F2410 modems operate from an AC power source or a DC power source with a DC voltage of +12 VDC, 1A. The power supplies used with modems when installed in a HF-1, HF-2, or HF-2SS are VERSITRON Model PSAC08 (US) or Model PSAC09 (European) providing 12 VDC, 1A. When installed in a HF-20, the AC150W Power Supply / System Monitor is used to supply power for all FOM II series circuit cards installed into the chassis. The AC150W requires two slots in the HF-20. For power redundancy, two AC150W units are required. Connect the power transformer to the F2410 unit before inserting its plug into an AC power source. No special tools are required. DC power may be used instead of an AC transformer, if available. This requires a 2.5mm socket with positive on the center and common on the concentric, and providing +12 VDC at 1A.

2.4 SWITCH SETTINGS

F2410 modems have one 8-position switch onboard the circuit card.

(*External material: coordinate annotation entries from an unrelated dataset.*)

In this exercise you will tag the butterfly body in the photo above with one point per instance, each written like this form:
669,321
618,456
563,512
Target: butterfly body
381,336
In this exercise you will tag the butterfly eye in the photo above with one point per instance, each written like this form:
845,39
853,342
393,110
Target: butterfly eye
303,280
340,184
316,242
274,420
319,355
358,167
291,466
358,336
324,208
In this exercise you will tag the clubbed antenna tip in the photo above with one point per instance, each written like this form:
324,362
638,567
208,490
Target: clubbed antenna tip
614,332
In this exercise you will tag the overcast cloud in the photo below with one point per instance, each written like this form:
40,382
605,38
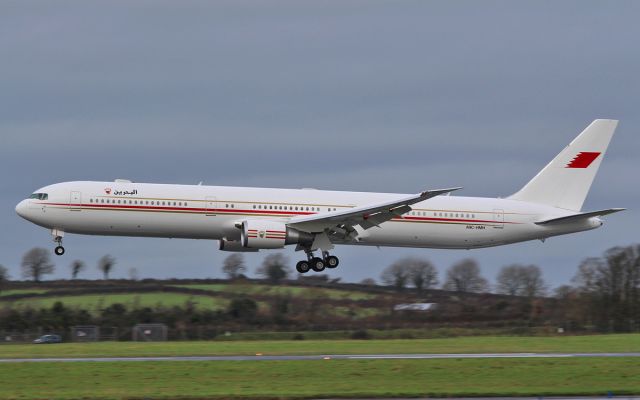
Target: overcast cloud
389,96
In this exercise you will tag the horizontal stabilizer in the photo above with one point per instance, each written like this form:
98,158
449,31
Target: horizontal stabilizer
577,217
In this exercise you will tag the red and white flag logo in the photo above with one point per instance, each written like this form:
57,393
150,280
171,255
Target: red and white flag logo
583,159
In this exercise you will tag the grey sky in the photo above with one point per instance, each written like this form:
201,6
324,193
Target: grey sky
393,96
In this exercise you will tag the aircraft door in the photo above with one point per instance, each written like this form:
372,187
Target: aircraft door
498,217
210,206
75,201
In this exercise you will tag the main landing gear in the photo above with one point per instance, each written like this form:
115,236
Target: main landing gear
317,264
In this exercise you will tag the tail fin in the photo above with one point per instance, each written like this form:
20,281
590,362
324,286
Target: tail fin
566,180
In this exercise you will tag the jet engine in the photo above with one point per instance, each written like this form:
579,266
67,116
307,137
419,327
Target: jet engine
263,234
235,246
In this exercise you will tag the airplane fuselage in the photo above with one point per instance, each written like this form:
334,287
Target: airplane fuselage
214,212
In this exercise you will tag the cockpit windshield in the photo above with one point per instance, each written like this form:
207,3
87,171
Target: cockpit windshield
39,196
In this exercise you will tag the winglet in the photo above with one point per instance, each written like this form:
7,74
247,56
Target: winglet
576,217
427,194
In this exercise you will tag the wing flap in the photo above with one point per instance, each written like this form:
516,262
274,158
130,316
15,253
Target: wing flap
580,216
367,216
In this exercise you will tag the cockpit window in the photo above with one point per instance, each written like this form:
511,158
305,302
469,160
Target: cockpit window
39,196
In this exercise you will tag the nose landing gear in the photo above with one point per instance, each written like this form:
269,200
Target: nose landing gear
57,237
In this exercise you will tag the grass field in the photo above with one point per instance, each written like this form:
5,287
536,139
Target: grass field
22,291
271,290
486,344
321,379
96,302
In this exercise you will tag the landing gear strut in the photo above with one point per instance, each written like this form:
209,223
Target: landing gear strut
57,237
317,264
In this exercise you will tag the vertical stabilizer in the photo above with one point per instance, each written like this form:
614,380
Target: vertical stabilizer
566,180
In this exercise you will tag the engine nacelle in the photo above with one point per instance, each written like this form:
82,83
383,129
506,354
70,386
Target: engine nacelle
236,246
263,234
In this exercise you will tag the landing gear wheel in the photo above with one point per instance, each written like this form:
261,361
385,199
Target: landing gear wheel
317,264
303,266
332,261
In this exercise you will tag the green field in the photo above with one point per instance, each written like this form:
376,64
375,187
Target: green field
96,302
483,344
321,379
271,290
22,291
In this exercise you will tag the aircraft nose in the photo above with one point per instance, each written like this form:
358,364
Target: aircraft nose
21,208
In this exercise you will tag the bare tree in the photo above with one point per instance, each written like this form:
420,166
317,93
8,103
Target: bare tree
36,263
610,285
368,282
533,283
233,266
4,276
76,267
396,275
521,280
464,276
274,267
422,274
106,264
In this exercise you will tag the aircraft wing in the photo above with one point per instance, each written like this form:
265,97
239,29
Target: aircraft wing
366,216
580,216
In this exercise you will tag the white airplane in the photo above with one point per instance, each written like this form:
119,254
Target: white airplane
250,219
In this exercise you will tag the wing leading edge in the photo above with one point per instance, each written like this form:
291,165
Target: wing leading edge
366,216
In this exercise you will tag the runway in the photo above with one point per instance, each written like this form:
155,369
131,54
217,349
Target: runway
261,357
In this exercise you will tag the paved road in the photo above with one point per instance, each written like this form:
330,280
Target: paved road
260,357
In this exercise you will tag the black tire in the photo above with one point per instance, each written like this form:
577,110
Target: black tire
332,262
303,266
317,264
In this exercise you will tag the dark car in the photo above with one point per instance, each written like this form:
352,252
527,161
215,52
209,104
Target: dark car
48,339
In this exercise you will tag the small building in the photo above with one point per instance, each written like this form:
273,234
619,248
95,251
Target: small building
415,307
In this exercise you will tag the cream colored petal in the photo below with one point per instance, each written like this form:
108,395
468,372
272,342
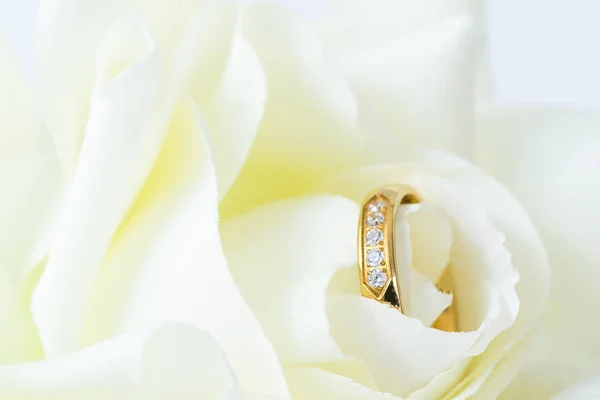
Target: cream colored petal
431,241
121,142
351,26
29,175
317,384
588,389
528,255
283,257
69,32
166,263
234,113
476,243
417,90
422,245
549,159
401,353
31,187
427,302
174,361
309,128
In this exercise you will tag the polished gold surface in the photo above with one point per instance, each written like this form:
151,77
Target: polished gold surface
379,278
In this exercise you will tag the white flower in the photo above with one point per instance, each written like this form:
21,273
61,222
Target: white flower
159,116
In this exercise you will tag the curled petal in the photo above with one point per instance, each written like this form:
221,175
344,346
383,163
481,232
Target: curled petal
121,143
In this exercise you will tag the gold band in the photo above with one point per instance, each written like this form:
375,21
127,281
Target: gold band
379,278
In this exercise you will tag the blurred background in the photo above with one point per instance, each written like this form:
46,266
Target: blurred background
539,51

This switch is located near the DB15 connector, as shown in Figure 2. The switch is labeled "SW3" on the circuit card, and is positioned such that the "ON" setting of each of the 8 switch positions is towards the front panel of the circuit card. The settings of the 8 switch positions are as specified in Tables 2 and 3.

Position 1 on the switch, RCODE, is used to set the protocol for the data received on the E1 link. Position 8, TCODE, likewise is used to set the protocol for the data transmitted on the E1 link. Both of these may be set for AMI or HDB3 protocols. These switches must be set properly prior to operation, and if the encoder or decoder settings do not agree with the input data, the unit may not function properly. Two loopback settings may be changed using switch positions 6 and 7. Position 6, RLOOP, allows for loopback of the copper interface, and Position 7, LLOOP, permits the loopback of the fiber interface. The local loopback is controlled from the front panel of the modem while in operation. Position 2 is not used. Positions 3-5 are set on the basis of the input impedance of the copper interface.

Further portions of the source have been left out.